South Carolina — Senate Bill 3/House Bill 3668 would have provided that a person found guilty of animal cruelty may be required to pay the costs of care of an impounded animal. S 3 passed in the Senate but was not heard in the House Committee on Judiciary prior to adjournment.
South Carolina — House Bill 3009 sought to license and regulate as a “commercial dog breeder” any person who owns 20 or more female dogs over the age of six months that are capable of reproduction and kept primarily for the purpose of breeding and selling the offspring, with certain exemptions. The House Subcommittee on Agriculture deferred action on this legislation for the session.
South Carolina — House Bill 3069 sought to regulate and certify “commercial kennel operators” and “certified animal caretakers”, which could have included owners and certain employees of boarding kennels and other pet care businesses. HB 3069 did not receive a hearing in the House Subcommittee on Agriculture prior to adjournment.
South Carolina — House Bill 3272, among other provisions, sought to make it unlawful to hunt deer with a dog unless on a fenced property of more than 1,000 acres and subject to certain provisions protecting the landowner property from damages. H 3272 did not receive a hearing in the House Committee on Agriculture prior to adjournment.
South Carolina – Senate Bill 841, among other provisions, would have provided for awarding costs of care when a person is found guilty of animal cruelty; limit tethering with certain exceptions; make cruel tethering an animal cruelty violation; provide that an animal shelter may immediately turn over a litter of unidentifiable puppies or kittens four months of age or younger to any organization established for the purpose of caring for animals, so long as the litter is turned over for life-saving purposes; require magistrates to complete two hours of continuing education on animal cruelty; and provide for standards of care and inspections of animal shelters. SB 841 passed in the Senate and was not heard by the House Agriculture, Natural Resources and Environmental Affairs prior to adjournment.
Vermont – Senate Bill 123 sought to provide animal shelter or rescue organizations that assist law enforcement in animal cruelty investigations or seizures with immunity from liability for civil damages by owners of animals unless their care and treatment constitutes gross negligence. As an advocate that also seeks to protect the rights of all dog owners, the AKC expressed concerns with unforeseen consequences. An amended version passed the Senate, but failed to gain traction in the House prior to adjournment.
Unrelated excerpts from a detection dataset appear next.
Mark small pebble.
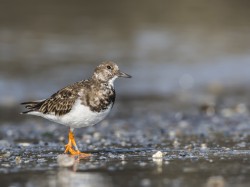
[152,151,163,159]
[206,176,225,187]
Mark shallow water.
[0,0,250,187]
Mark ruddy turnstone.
[21,61,131,158]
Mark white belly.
[29,99,112,128]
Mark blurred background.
[0,0,250,187]
[0,0,250,106]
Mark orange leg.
[64,129,91,158]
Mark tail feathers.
[21,100,45,114]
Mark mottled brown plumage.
[22,62,129,116]
[22,62,131,158]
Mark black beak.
[117,71,132,78]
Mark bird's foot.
[64,131,91,159]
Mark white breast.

Washington – House Bill 2822 aligns the definition of a “service dog” with the ADA and makes it a civil infraction to misrepresent a pet as a service dog. AKC provided testimony to both houses in support. The bill passed both houses and has been delivered to the Governor.
Washington – Senate Bill 6076 would specifically define behaviors that constitute animal abuse and animal sexual abuse. AKC GR is aware of the legislation and tracking it.
Washington – Senate Bill 6623 requires pet shops to sell only cats or dogs obtained from an animal shelter, dog pound, or rescue. It also requires pet shop to spay or neuter all dogs sold and to maintain for records documenting the source of the dog or cat sold. The bill did not make it out of committee before the legislature adjourned.
Washington – Senate Bill 6624 requires any facility that uses dogs for research and receives public funding or has a tax-exempt status to offer any research animal slated for euthanasia to a rescue organization. AKC has recommended changes that recognize that the owners of the animals and their current adoption partners should have first refusal to make re-homing decisions for any animals they are working with. This bill did not make it out of committee before the legislature adjourned.